In order to evaluate how effective Doorstep Greens is, we decided to use a variety of techniques:

  1. Evaluating Doorstep Greens through storytelling.  In order to gain insight into how people were overcoming some of the 'harder to measure' goals of Doorstep Greens, we tracked 16 projects from 2003 to 2005 as they set about overcoming problems such as 'Crime and Drug abuse', 'Inproving Access' and 'working to reduce vandalism'. These Case Studies help to show the breadth of the achievements by communities all over the country creating Doorstep Greens. 
  2. As Doorstep Greens was significantly over-subscribed, one key point worthy of evaluation has been to look at the level of demand for future green spaces funding.  This report (404kb pdf) (by the Parks Agency) assesses the level of demand, and the detail of what people see as priorities for funding of our parks and green spaces. 
  3. The Parks Agency have also helped us to evaluate the way that the initiative runs and how effective it has been in achieving what it set out to.  They have done this by looking specifically at two topics:  
    • What makes Doorstep Greens unique?  In an environment of scores of grant schemes relating to regeneration, what makes Doorstep Greens stand out?  Does the DG approach actually get good value for money?  The research centres on interviews, DG scheme literature, review and interview key players of other contemporary grant schemes, peer greenspace stakeholders. 
    • Have the community got what they wanted? Does the DG grant process facilitate a meaningful engagement of local people with the green?  Has there been genuine involvement of all sections of the local community, or have applicants been just ‘playing the game’ to meet the funding criteria?  This work involves interviewing and visiting three DG projects per region (24 in all), desk research, applicant and project tracking data from the Agency’s DG project database and examining DG Project Preparation Plans.     
    • You can download the research note (62kb pdf) (a summary), the full report (766kb pdf) and the appendices (902kb pdf).  
  4. We have conducted two extensive customer surveys.  By looking at how we interact with our 'customers', we can learn and make changes to the initiative, and any future ways of working. The main aim of our 2005 survey (272kb pdf) was to gauge the effectiveness of Doorstep Greens team in communicating with the people involved in delivering Doorstep Green projects.  We carried out a similar survey in 2003 (235kb pdf), but focusing more on people who had contacted us about grant applications and the early Project Preparation Plan stage of the initiative. That survey included many people who did not go on to receive a Doorstep Greens grant from us.  

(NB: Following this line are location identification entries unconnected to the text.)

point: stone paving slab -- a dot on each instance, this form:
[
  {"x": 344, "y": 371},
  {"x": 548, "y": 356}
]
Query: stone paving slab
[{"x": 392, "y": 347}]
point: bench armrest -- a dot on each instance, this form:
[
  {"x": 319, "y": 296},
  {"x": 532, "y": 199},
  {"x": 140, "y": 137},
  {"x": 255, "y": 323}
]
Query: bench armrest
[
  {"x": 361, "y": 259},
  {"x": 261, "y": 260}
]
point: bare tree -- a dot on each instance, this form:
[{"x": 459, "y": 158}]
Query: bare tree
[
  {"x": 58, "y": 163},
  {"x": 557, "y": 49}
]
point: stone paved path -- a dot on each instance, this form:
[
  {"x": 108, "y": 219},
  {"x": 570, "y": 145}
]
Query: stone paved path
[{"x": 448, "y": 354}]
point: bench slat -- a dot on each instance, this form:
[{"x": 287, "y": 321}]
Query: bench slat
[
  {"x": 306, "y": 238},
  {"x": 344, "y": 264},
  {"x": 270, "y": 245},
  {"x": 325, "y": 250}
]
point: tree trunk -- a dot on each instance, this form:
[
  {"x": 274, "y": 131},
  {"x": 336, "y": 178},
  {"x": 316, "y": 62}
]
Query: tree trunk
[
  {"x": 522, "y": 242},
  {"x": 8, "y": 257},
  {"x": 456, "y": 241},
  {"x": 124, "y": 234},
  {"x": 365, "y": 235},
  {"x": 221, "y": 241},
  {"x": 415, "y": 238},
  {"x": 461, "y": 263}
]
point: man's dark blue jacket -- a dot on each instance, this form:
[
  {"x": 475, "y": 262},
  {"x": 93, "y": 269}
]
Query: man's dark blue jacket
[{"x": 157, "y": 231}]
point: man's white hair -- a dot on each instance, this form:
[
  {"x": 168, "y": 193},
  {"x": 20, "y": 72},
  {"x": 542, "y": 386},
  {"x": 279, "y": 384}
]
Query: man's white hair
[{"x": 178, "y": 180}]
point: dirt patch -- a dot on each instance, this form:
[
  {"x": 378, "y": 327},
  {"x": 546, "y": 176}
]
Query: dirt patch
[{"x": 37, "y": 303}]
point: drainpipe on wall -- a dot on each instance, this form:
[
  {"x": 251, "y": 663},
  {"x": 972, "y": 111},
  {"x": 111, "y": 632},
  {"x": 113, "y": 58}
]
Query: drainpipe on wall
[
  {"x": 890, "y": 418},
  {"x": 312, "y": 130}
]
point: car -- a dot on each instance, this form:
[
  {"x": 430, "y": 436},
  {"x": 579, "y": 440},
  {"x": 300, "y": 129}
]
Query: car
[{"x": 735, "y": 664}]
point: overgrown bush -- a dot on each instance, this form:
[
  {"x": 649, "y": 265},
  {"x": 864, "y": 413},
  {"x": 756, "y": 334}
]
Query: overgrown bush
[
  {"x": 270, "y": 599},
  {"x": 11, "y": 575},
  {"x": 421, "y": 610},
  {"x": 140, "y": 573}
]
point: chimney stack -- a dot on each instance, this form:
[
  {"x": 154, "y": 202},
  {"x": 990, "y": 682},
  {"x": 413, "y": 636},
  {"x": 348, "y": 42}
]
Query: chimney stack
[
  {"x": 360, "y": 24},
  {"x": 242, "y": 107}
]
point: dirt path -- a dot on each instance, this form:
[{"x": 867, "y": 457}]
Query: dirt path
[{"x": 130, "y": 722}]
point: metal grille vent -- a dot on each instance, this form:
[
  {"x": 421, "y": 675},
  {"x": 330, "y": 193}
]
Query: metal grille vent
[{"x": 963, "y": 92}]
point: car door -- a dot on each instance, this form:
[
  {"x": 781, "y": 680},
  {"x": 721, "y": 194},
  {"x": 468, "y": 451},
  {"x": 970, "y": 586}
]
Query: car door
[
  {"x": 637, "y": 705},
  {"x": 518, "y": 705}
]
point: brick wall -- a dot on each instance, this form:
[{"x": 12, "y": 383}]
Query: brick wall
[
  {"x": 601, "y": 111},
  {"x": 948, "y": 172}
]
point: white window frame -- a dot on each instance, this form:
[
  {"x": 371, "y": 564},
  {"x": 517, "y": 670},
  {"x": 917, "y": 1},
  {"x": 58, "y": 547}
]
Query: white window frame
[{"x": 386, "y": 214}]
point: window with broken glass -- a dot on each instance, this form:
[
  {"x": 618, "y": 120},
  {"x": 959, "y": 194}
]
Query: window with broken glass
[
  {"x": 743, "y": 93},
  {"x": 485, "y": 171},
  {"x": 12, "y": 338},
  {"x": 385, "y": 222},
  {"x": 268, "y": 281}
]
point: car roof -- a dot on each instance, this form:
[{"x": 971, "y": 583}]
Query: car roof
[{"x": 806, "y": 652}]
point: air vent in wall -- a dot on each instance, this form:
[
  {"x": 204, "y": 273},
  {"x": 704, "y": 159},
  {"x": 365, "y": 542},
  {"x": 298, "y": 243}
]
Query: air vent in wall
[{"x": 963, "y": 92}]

  5. We monitor Doorstep Greens through monthly reports.  This number-crunching approach also has its place, and reporting on how many greens are under way, how many are completed, etc. each month is an important way of being accountable to our stakeholders.

  6. Finally, we value what is to many people the most obvious form of monitoring - taking photographs of what has happened on Doorstep Greens.  We have had a contract throughout the life of the initiative with Nick Turner Photography, and have monitored approximately a third of the sites at some stage.  With the majority of these sites, two or more visits have been undertaken, giving a valuable 'before and after' view of the greens.